Ligue des champions: le PSG et le Real Madrid se quittent sur un décevant 0-0

Avec une équipe en chantier et un déplacement chez le coleader de la Liga, Vigo, dans quelques jours – ce qui l’avait poussé à laisser pendant plus d’une heure Modric, de retour de blessure, sur le banc, Rafael Benitez n’est pas tombé dans le piège de son vis-à-vis, Laurent Blanc. Son match, le Madrilène l’a bâti sur l’organisation, avec l’espoir que le talent de Ronaldo, le seul avec Kroos, à pouvoir rivaliser avec la qualité individuelle parisienne, compense sa frilosité. Et le petit jeu de Benitez a failli réussir à la 71e quand une frappe de CR7, d’un angle réduit, a failli faire mouche.

L’entraîneur du PSG avait en effet chauffé à blanc la veille de ce choc en taxant Rafael Benitez de «défensif», et, prolongeant son idée, qualifié la confrontation d’«opposition de styles.» Laurent Blanc s’est fait à dessein l’écho des médias espagnols qui reprochent à Don «Rafa» d’errer plus qu’autre chose dans ses choix tactiques, ajoutant que si Keylor Navas (le gardien) est aussi prépondérant que Cristiano Ronaldo, ça en dit long sur son ambition de jeu. «Et cette fois, ont ajouté les médias, ravis de la déclaration de Blanc, nous, on n’a rien dit…» Et, mercredi soir, absences ou pas (Bale, Benzema et James, pour ne pas citer Carbajal ou Arbeloa), avec une équipe diminuée ou pas, Benitez était invité à frapper un coup sur le terrain d’un rival direct. Non pas dans le groupe, mais bien pour la victoire finale dans cette édition.

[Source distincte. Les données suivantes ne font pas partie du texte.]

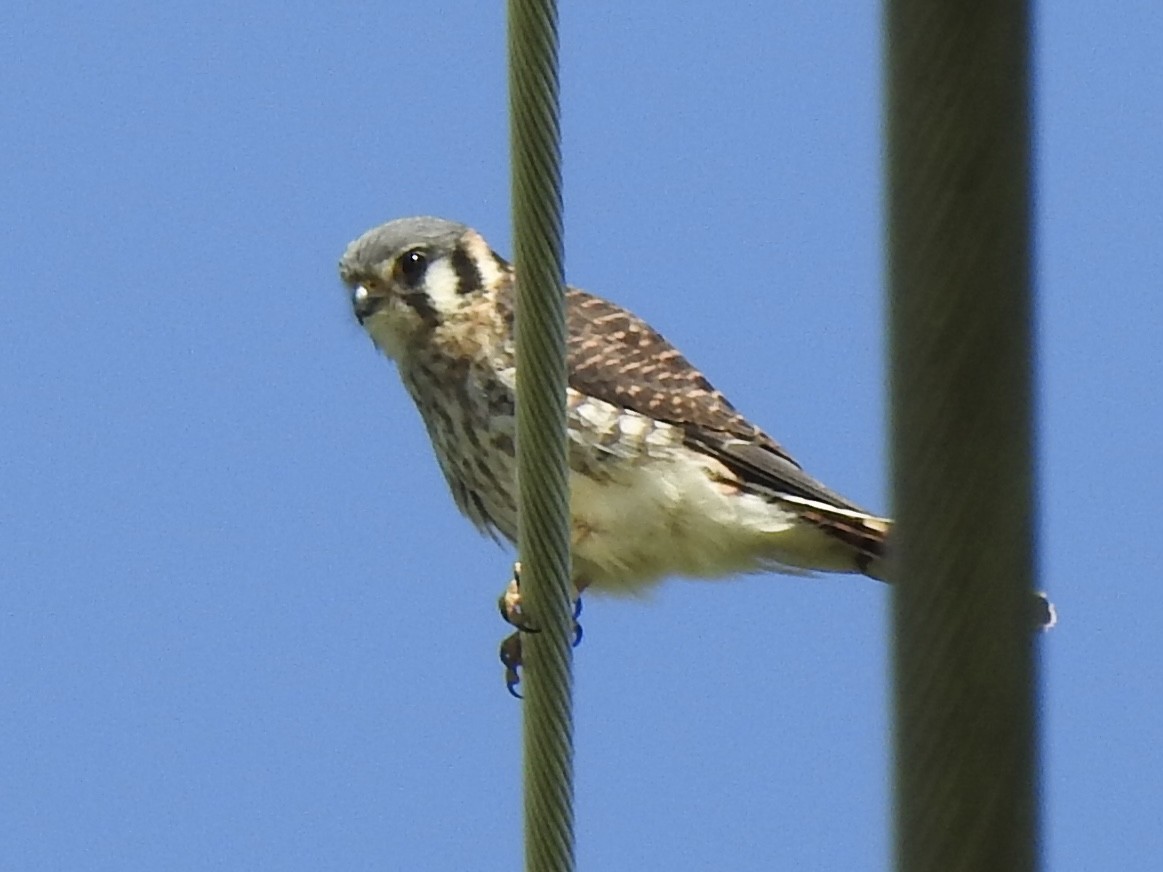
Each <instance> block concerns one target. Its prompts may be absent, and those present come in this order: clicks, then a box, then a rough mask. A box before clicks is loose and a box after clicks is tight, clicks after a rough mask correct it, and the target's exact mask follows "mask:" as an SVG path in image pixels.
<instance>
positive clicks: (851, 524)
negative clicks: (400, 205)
mask: <svg viewBox="0 0 1163 872" xmlns="http://www.w3.org/2000/svg"><path fill="white" fill-rule="evenodd" d="M340 274H341V277H342V279H343V281H344V283H345V284H347V285H348V287H349V288H350V290H351V301H352V305H354V307H355V314H356V317H357V319H358V320H359V323H362V324H363V327H364V328H365V329H366V330H368V333H369V334H370V335H371V337H372V339H373V342H374V343H376V345H377V346H378V348H379V349H380V350H381V351H383V352H384V353H385V355H387V356H388V357H391V358H392V359H393V360H394V362H395V364H397V366H398V367H399V371H400V377H401V378H402V379H404V384H405V386H406V387H407V389H408V393H411V394H412V399H413V400H414V401H415V403H416V407H418V408H419V409H420V415H421V417H422V419H423V421H424V426H426V427H427V428H428V435H429V437H430V438H431V443H433V448H434V450H435V452H436V459H437V460H438V462H440V466H441V470H442V471H443V472H444V478H445V479H447V480H448V485H449V487H450V489H451V491H452V496H454V499H455V500H456V505H457V506H458V507H459V509H461V512H463V513H464V514H465V515H468V516H469V517H470V519H471V520H472V522H473V523H475V524H476V526H477V527H478V528H480V529H481V530H486V531H490V533H493V534H494V535H495V534H500V535H501V536H504V537H505V538H507V539H509V541H511V542H513V541H515V538H516V529H518V524H516V493H515V486H514V479H515V474H514V471H515V459H514V428H515V421H514V402H513V394H514V353H513V344H514V341H513V300H514V281H515V280H516V277H515V276H514V271H513V267H512V266H511V265H509V264H508V263H507V262H506V260H505V259H502V258H501V257H499V256H498V255H497V253H495V252H494V251H492V250H491V249H490V246H488V244H487V243H486V242H485V240H484V238H483V237H481V236H480V235H479V234H478V233H476V231H475V230H472V229H470V228H468V227H465V226H463V224H457V223H454V222H451V221H443V220H441V219H435V217H409V219H401V220H398V221H392V222H390V223H386V224H383V226H381V227H377V228H374V229H373V230H370V231H368V233H366V234H364V235H363V236H361V237H359V238H358V240H356V241H355V242H352V243H351V244H350V245H349V246H348V249H347V251H345V252H344V255H343V258H342V259H341V260H340ZM566 298H568V321H569V323H568V327H569V395H568V405H569V439H570V451H569V456H570V470H571V474H570V487H571V494H572V495H571V506H570V509H571V516H572V549H573V551H572V559H573V574H575V579H573V580H575V585H576V587H577V589H578V592H581V591H583V589H586V588H592V589H595V591H607V592H614V593H618V592H629V593H633V592H637V591H642V589H643V588H645V587H648V586H650V585H654V584H656V582H658V581H661V580H662V579H664V578H666V577H668V576H688V577H697V578H716V577H722V576H730V574H735V573H740V572H757V571H769V570H770V571H777V572H792V573H804V572H812V571H822V572H857V573H864V574H866V576H871V577H872V578H880V571H882V560H883V557H884V546H885V537H886V536H887V534H889V529H890V527H891V522H890V521H889V520H886V519H884V517H878V516H876V515H872V514H869V513H868V512H865V510H864V509H862V508H859V507H858V506H856V505H854V503H852V502H850V501H848V500H846V499H844V498H843V496H841V495H840V494H837V493H835V492H833V491H830V489H828V488H827V487H825V486H823V485H822V484H820V483H819V481H816V480H815V479H814V478H812V477H811V476H808V474H807V473H806V472H804V470H802V469H800V465H799V464H798V463H795V460H794V459H792V457H791V456H790V455H789V453H787V452H786V451H785V450H784V449H783V448H780V446H779V444H778V443H777V442H776V441H775V439H772V438H771V437H770V436H768V435H766V434H765V433H764V431H763V430H761V429H759V428H758V427H756V426H755V424H752V423H750V422H749V421H748V420H747V419H745V417H743V416H742V415H741V414H740V413H739V412H736V410H735V408H734V407H733V406H732V405H730V402H728V401H727V398H726V396H723V395H722V394H721V393H720V392H719V391H716V389H715V388H714V387H713V386H712V385H711V383H709V381H707V379H706V378H705V377H704V376H702V373H700V372H699V371H698V370H695V369H694V367H693V366H692V365H691V364H690V363H687V360H686V359H685V358H684V357H683V356H682V355H680V353H679V352H678V351H677V350H676V349H675V348H673V346H672V345H671V344H670V343H669V342H666V339H664V338H663V337H662V336H661V335H659V334H658V333H657V331H655V330H654V329H652V328H651V327H650V326H649V324H647V323H645V322H644V321H642V320H641V319H638V317H636V316H635V315H633V314H630V313H629V312H627V310H626V309H622V308H620V307H619V306H615V305H614V303H612V302H608V301H606V300H602V299H601V298H598V296H593V295H592V294H588V293H586V292H584V291H579V290H577V288H569V290H568V292H566Z"/></svg>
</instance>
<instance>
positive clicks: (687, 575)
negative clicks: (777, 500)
mask: <svg viewBox="0 0 1163 872" xmlns="http://www.w3.org/2000/svg"><path fill="white" fill-rule="evenodd" d="M716 465H718V464H716V463H715V462H714V460H713V459H711V458H705V457H702V456H700V455H697V453H694V452H693V451H691V450H688V449H685V448H678V446H676V448H675V449H672V450H671V451H669V452H666V455H665V456H663V457H656V458H651V459H648V460H645V462H644V463H638V464H616V470H615V469H612V470H609V473H611V474H609V477H608V478H593V477H588V476H583V474H577V473H575V474H573V476H572V477H571V486H572V503H571V509H572V517H573V562H575V574H576V577H577V578H578V580H579V582H581V584H587V585H590V586H592V587H593V588H597V589H599V591H602V589H605V591H609V592H612V593H618V592H622V593H634V592H637V591H642V589H643V588H645V587H649V586H650V585H652V584H656V582H658V581H661V580H662V579H663V578H665V577H666V576H687V577H694V578H719V577H722V576H729V574H735V573H740V572H756V571H761V570H784V571H795V570H794V569H791V566H790V565H787V564H785V563H784V562H783V560H780V555H779V551H780V550H782V549H779V546H778V542H779V539H780V538H783V537H782V536H780V534H790V535H792V536H793V537H798V533H797V528H798V527H799V526H798V524H797V523H795V515H794V514H793V513H792V512H790V510H787V509H785V508H782V507H779V506H777V505H772V503H770V502H768V501H765V500H763V499H762V498H759V496H756V495H754V494H747V493H740V492H739V491H737V489H736V488H735V487H733V486H730V485H727V484H723V483H722V481H721V480H720V481H716V480H713V478H712V474H711V473H716V474H718V473H721V472H725V471H722V470H716V469H715V467H716Z"/></svg>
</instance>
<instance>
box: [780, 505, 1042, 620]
mask: <svg viewBox="0 0 1163 872" xmlns="http://www.w3.org/2000/svg"><path fill="white" fill-rule="evenodd" d="M801 510H802V512H804V517H805V519H806V520H809V521H812V522H813V523H814V524H816V526H818V527H819V528H820V529H821V530H823V531H825V533H827V534H828V535H829V536H832V537H833V538H835V539H836V541H839V542H842V543H843V544H844V545H847V546H848V548H849V549H850V550H851V553H852V559H854V562H855V566H854V569H855V570H857V571H859V572H862V573H863V574H865V576H868V577H869V578H875V579H877V580H878V581H887V580H889V579H887V578H886V577H885V558H886V557H887V550H889V535H890V533H891V531H892V526H893V524H892V520H891V519H887V517H877V516H876V515H869V514H865V513H862V512H856V510H852V509H847V508H840V507H835V506H827V505H825V503H819V502H816V501H814V500H804V502H802V509H801ZM1030 609H1032V613H1033V623H1034V626H1035V627H1036V628H1037V629H1041V630H1048V629H1050V628H1051V627H1054V624H1055V623H1057V621H1058V614H1057V610H1056V609H1055V608H1054V603H1053V602H1050V600H1049V598H1048V596H1047V595H1046V593H1043V592H1041V591H1035V592H1034V593H1033V594H1032V602H1030Z"/></svg>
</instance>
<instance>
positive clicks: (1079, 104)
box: [0, 0, 1163, 872]
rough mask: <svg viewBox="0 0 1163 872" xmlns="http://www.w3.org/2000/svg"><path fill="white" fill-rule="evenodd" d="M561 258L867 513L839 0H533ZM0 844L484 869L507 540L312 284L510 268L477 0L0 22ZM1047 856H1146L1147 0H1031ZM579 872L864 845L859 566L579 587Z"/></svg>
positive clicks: (859, 347) (1157, 836)
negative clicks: (563, 221)
mask: <svg viewBox="0 0 1163 872" xmlns="http://www.w3.org/2000/svg"><path fill="white" fill-rule="evenodd" d="M565 6H566V8H565V9H564V10H563V19H562V42H563V50H562V69H563V73H562V74H563V105H564V156H565V202H566V227H568V269H569V274H570V278H571V280H572V281H573V283H576V284H579V285H581V286H585V287H587V288H590V290H592V291H594V292H598V293H600V294H604V295H607V296H612V298H614V299H616V300H619V301H620V302H623V303H626V305H628V306H629V307H632V308H633V309H635V310H636V312H638V313H640V314H642V315H644V316H647V317H648V319H650V320H651V321H652V322H654V323H655V324H656V326H658V327H659V329H662V330H663V331H664V333H665V334H666V335H668V336H669V337H670V338H672V339H673V341H675V342H676V343H677V344H678V345H679V346H682V348H683V349H684V350H685V351H686V352H687V355H688V356H690V357H691V358H692V359H693V360H694V362H695V363H698V364H699V365H700V366H702V367H704V369H705V370H706V371H708V372H709V373H711V376H712V378H713V379H714V380H715V383H716V384H718V385H719V386H720V387H722V388H723V389H725V391H726V392H727V393H728V394H729V395H730V396H732V398H733V399H734V400H735V402H736V405H739V406H740V407H741V408H742V409H743V410H745V412H747V413H748V414H749V415H750V416H752V417H754V419H755V420H756V421H758V422H761V423H762V424H764V426H765V427H768V428H769V429H770V430H771V431H772V433H773V434H775V435H776V436H777V437H778V438H780V439H782V441H784V442H785V444H786V445H787V446H789V448H790V449H791V450H792V452H793V453H795V456H797V457H799V458H800V459H801V460H802V462H804V463H805V465H806V466H807V467H808V469H809V470H811V471H813V472H814V473H815V474H818V476H819V477H820V478H822V479H823V480H826V481H828V483H829V484H832V485H833V486H835V487H836V488H839V489H841V491H842V492H844V493H846V494H848V495H849V496H851V498H852V499H854V500H857V501H859V502H863V503H865V505H868V506H869V507H871V508H875V509H886V508H887V495H886V480H885V467H886V462H885V457H886V446H885V431H886V424H885V365H884V360H885V348H884V303H883V290H882V285H883V280H882V278H883V253H882V240H883V227H882V221H880V208H882V207H880V198H882V181H880V163H882V152H880V149H882V145H880V127H882V121H880V87H879V83H880V71H879V51H880V44H879V41H880V31H879V21H878V14H879V10H878V9H877V7H876V6H875V5H871V3H869V5H854V3H848V2H842V1H841V0H830V1H829V2H819V1H813V2H799V1H797V2H786V3H778V5H766V3H750V5H749V3H720V2H714V3H711V2H706V3H679V5H672V3H657V2H655V3H647V2H642V3H635V5H632V6H633V8H627V5H620V3H566V5H565ZM0 30H2V36H0V83H2V87H0V149H2V152H0V166H2V170H0V203H2V209H0V215H2V216H0V222H2V233H0V279H2V290H3V315H2V317H0V408H2V410H3V413H2V414H3V416H2V422H0V495H2V500H0V560H2V564H0V577H2V586H0V593H2V609H0V869H3V870H15V871H23V870H29V871H31V870H77V871H80V870H207V869H223V870H317V869H343V870H358V869H368V870H371V869H377V870H381V869H401V870H404V869H424V870H512V869H515V867H518V866H519V864H520V857H521V795H520V779H519V773H520V712H521V709H520V705H519V703H516V702H514V701H513V700H511V699H509V698H508V696H507V695H506V694H505V692H504V688H502V686H501V673H500V666H499V665H498V663H497V662H495V645H497V642H498V641H499V639H500V637H501V636H502V635H504V634H505V631H506V629H505V628H504V627H502V626H501V623H500V621H499V619H498V615H497V612H495V605H494V598H495V595H497V593H498V592H499V591H500V588H501V586H502V585H504V582H505V580H506V578H507V573H508V569H509V559H511V558H509V556H508V555H506V553H505V552H504V551H501V550H499V549H497V548H495V545H493V543H491V542H490V541H488V539H483V538H478V537H477V536H476V534H475V533H473V531H472V529H471V527H470V526H469V524H468V523H466V522H465V521H464V520H462V519H461V517H459V516H457V514H456V512H455V509H454V507H452V502H451V500H450V499H449V498H448V495H447V493H445V491H444V485H443V483H442V480H441V478H440V476H438V472H437V469H436V465H435V463H434V462H433V459H431V457H430V453H429V449H428V445H427V442H426V437H424V434H423V431H422V428H421V427H420V423H419V420H418V417H416V414H415V412H414V410H413V408H412V407H411V403H409V402H408V399H407V396H406V395H405V393H404V392H402V391H401V388H400V386H399V384H398V381H397V378H395V374H394V372H393V371H392V369H391V366H390V364H388V363H387V362H386V360H385V359H383V358H380V357H379V356H377V353H376V352H374V350H373V348H372V345H371V343H370V342H369V341H368V339H366V337H365V336H364V335H363V334H362V331H361V330H359V328H358V326H357V324H356V323H355V321H354V319H352V317H351V315H350V309H349V305H348V301H347V299H345V295H344V293H343V291H342V288H341V286H340V284H338V280H337V278H336V274H335V262H336V258H337V257H338V255H340V253H341V251H342V250H343V246H344V245H345V244H347V242H348V241H349V240H350V238H352V237H354V236H356V235H358V234H359V233H362V231H363V230H364V229H366V228H369V227H371V226H372V224H376V223H379V222H381V221H384V220H387V219H390V217H395V216H400V215H411V214H418V213H420V214H423V213H427V214H436V215H442V216H447V217H452V219H457V220H461V221H464V222H466V223H470V224H472V226H475V227H477V228H478V229H480V230H481V231H483V233H484V234H485V235H486V237H487V238H490V241H491V242H492V243H493V244H494V246H495V248H497V249H498V250H499V251H501V252H505V253H508V252H509V251H511V238H509V216H508V194H507V191H508V167H507V120H506V114H505V112H506V91H505V41H504V19H502V10H501V5H500V3H479V2H466V1H465V2H414V3H393V2H373V3H338V5H326V3H324V5H319V3H304V2H281V3H273V2H271V3H267V2H255V3H240V2H206V3H200V5H197V6H194V5H190V6H188V9H187V10H185V12H183V10H180V9H179V7H177V6H162V7H158V6H157V5H152V3H131V2H109V3H101V5H87V6H85V5H66V3H60V2H42V3H9V5H8V7H7V8H6V10H5V13H3V26H2V28H0ZM1036 43H1037V64H1036V81H1037V99H1036V109H1037V115H1036V130H1037V184H1039V190H1040V198H1039V205H1037V235H1039V292H1040V319H1039V348H1040V357H1041V372H1040V379H1039V384H1040V406H1041V412H1042V420H1041V467H1042V476H1041V483H1042V488H1041V489H1042V495H1043V498H1044V502H1043V514H1042V564H1043V571H1044V580H1046V585H1047V586H1048V587H1049V588H1050V589H1051V591H1053V593H1054V598H1055V600H1056V601H1057V603H1058V606H1059V610H1061V613H1062V626H1061V627H1059V628H1058V629H1057V630H1056V631H1055V632H1054V634H1053V635H1050V636H1049V637H1048V638H1046V639H1044V641H1043V653H1044V657H1043V666H1044V694H1043V714H1044V721H1043V734H1044V738H1046V748H1044V756H1046V772H1044V809H1046V857H1047V860H1048V869H1054V870H1097V869H1110V870H1114V869H1119V870H1148V869H1157V867H1160V864H1161V862H1163V827H1161V823H1163V820H1161V819H1163V801H1161V796H1163V760H1161V756H1163V750H1161V749H1163V657H1161V624H1163V596H1161V584H1160V572H1161V566H1163V544H1161V541H1163V535H1161V531H1160V520H1158V507H1160V498H1161V495H1163V473H1161V469H1163V451H1161V448H1160V438H1161V431H1163V427H1161V405H1163V399H1161V381H1163V364H1161V362H1163V352H1161V345H1163V256H1161V250H1163V249H1161V238H1163V169H1161V167H1163V145H1161V143H1163V63H1161V53H1160V45H1161V44H1163V6H1161V5H1158V3H1157V2H1154V1H1153V0H1139V1H1137V2H1125V3H1118V5H1113V6H1112V5H1106V6H1104V5H1101V3H1098V5H1096V3H1090V2H1082V1H1080V0H1069V1H1068V2H1061V3H1044V5H1043V8H1042V10H1041V13H1040V16H1039V19H1037V27H1036ZM585 627H586V631H587V635H586V639H585V643H584V645H583V646H581V648H580V650H579V651H578V658H577V823H578V828H577V831H578V853H579V867H580V869H585V870H620V869H640V870H662V869H684V870H685V869H708V870H711V869H713V870H720V869H722V870H734V871H735V872H743V871H745V870H771V869H794V870H857V869H858V870H883V869H885V867H886V866H887V864H889V857H890V838H889V832H890V794H889V782H890V770H889V752H890V741H889V730H890V724H889V720H887V715H886V705H887V684H886V650H887V644H886V634H887V624H886V592H885V589H884V588H883V587H882V586H879V585H876V584H872V582H868V581H864V580H862V579H850V578H842V579H821V580H814V581H813V580H795V579H780V578H778V577H770V578H752V579H744V580H739V581H729V582H719V584H690V582H676V584H672V585H670V586H668V587H665V588H664V589H663V591H661V592H659V594H658V595H657V596H655V598H654V601H652V602H649V603H636V602H616V601H615V602H608V601H606V602H602V601H591V602H590V603H588V607H587V610H586V614H585Z"/></svg>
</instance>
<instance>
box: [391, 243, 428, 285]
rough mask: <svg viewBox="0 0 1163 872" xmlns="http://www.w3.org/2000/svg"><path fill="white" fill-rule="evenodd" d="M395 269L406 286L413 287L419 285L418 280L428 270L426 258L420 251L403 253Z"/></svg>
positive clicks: (425, 256)
mask: <svg viewBox="0 0 1163 872" xmlns="http://www.w3.org/2000/svg"><path fill="white" fill-rule="evenodd" d="M395 269H397V271H398V272H399V273H400V278H402V279H404V283H405V284H406V285H408V286H409V287H415V286H416V285H419V284H420V280H421V279H422V278H423V277H424V271H426V270H427V269H428V256H427V255H426V253H424V252H423V251H421V250H420V249H412V251H405V252H404V253H402V255H401V256H400V259H399V260H398V262H397V263H395Z"/></svg>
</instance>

Parce que le PSG était aussi attendu au tournant, dans un match à l’importance comptable toute relative: trois quarts de finale de rang, c’est bien, mais l’émir Al-Thani veut la Coupe aux grandes oreilles. Comme Ibrahimovic, d’ailleurs, annoncé à sa dernière saison en Europe avant d’émigrer en MLS et laisser sa place à… Ronaldo.

Ibra mauvais mais intouchable

Dix titres de champion national, aux Pays-Bas, en Italie, en Espagne et en France, un mythe au parc des Princes en à peine 4 saisons, mais aucun impact en Ligues des champions. Tout le contraire de CR7, deux fois vainqueur et meilleur buteur historique de la compétition continentale.

Du coup, le Suédois, autant poussé par le temps que par son ego, a surjoué et compliqué le jeu du PSG. A vouloir phagocyter le ballon, il a ralenti le jeu de son équipe en marchant sur les pieds de Thiago Motta et Verratti et laissé Di Maria et Cavani en proie aux défenseurs du Real, du coup, deux fois plus nombreux.

Quelques minutes après la pause, Blanc se décide pour un double changement, avec un sous-entendu qui en dit long sur le crédit d’Ibra au Camp des Loges: le meilleur buteur du club avec 110 buts en 137 matchs est intouchable. Autant sacrifier Di Maria (pour Lucas) – annoncé comme le chaînon manquant pour gagner le trophée – et Cavani (pour Pastore) plutôt que la paix du vestiaire en sortant un mauvais Ibra…

Au décompte final, ce partage ne sert ni Benitez, qui risque encore d’être critiqué pour son manque d’entreprise ni Blanc, dont les détracteurs continueront de douter de sa capacité à amener le PSG, là-bas tout en haut. Dans 15 jours, les deux techniciens se retrouveront au Bernabeu, mais ce sera un autre Real. Du moins dans sa composition; dans la mentalité, on verra.